Trois outils efficaces pour votre veille :

  • Feedly : vous permet de voir tout ce qui paraît sur web, sur la base de flux RSS (abonnements à des journaux en lignes ou blogs)
  • Hootsuite : permet de diffuser une information sur plusieurs réseaux sociaux d’un seul clic et de contrôler les commentaires. Des flux sont proposés pour faire une veille sur certains mots clés.
  • Google Alerte : simple et efficace. Google vous envoie chaque jour ce qu’il a trouvé qui mentionne les mots clés que vous lui indiquez. Faites une alerte sur votre nom, c’est toujours utile.

Photo de couverture pour illustration : fotolia.

Proposez, complétez, discutez : Laissez un commentaire. Après validation, je me ferai un plaisir d’échanger avec vous.

Mes services vous intéressent…

2 Commentaires sur “E-reputation, bad buzz : peut-on effacer les mauvaises infos ?

  1. Tsilavo Ranarison says:

    On a quand même l’impression, selon le point de vue, que google limite un peu les champs d’action pour les victimes de vol de contenu ou de diffamation.
    Quand un nom se trouve clairement associé à un terme sérieusement négatif, quel recours on a ? je n’ai pas encore trouvé cette réponse

    • Pascal Kryl says:

      Bonjour et merci pour votre commentaire.
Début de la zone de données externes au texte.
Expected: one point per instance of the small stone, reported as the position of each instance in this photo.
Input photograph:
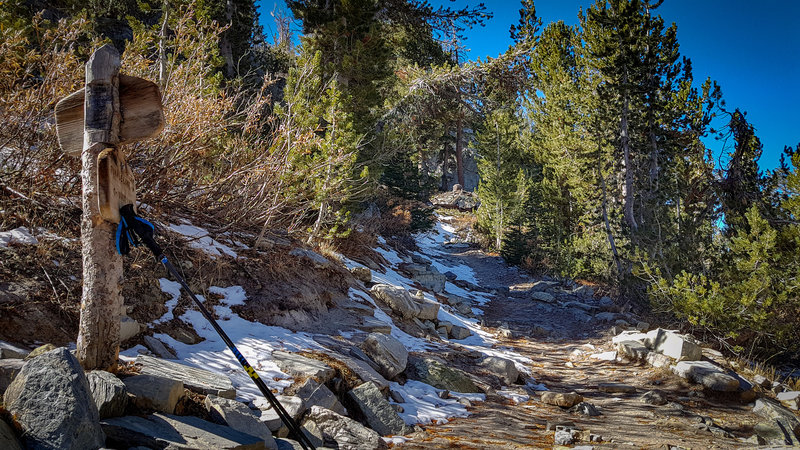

Sauf mauvaise compréhension de ma part, il semble que la – ou les – réponses sont dans l’article. Celle la plus efficace dépendant de votre cas très précisément. Le vol de contenu ou duplicate content ou la diffamation sont deux problèmes très différents pour reprendre votre propos. Au duplicate content, une réponse simple : continuer à publié des articles parfaitement originaux. Google repère l’auteur officiel et disqualifie les copieurs. Pour la diffamation (des personnes qui diraient du mal de vous sur d’autres sites web ou blogs), il y a quelques pistes dans l’article.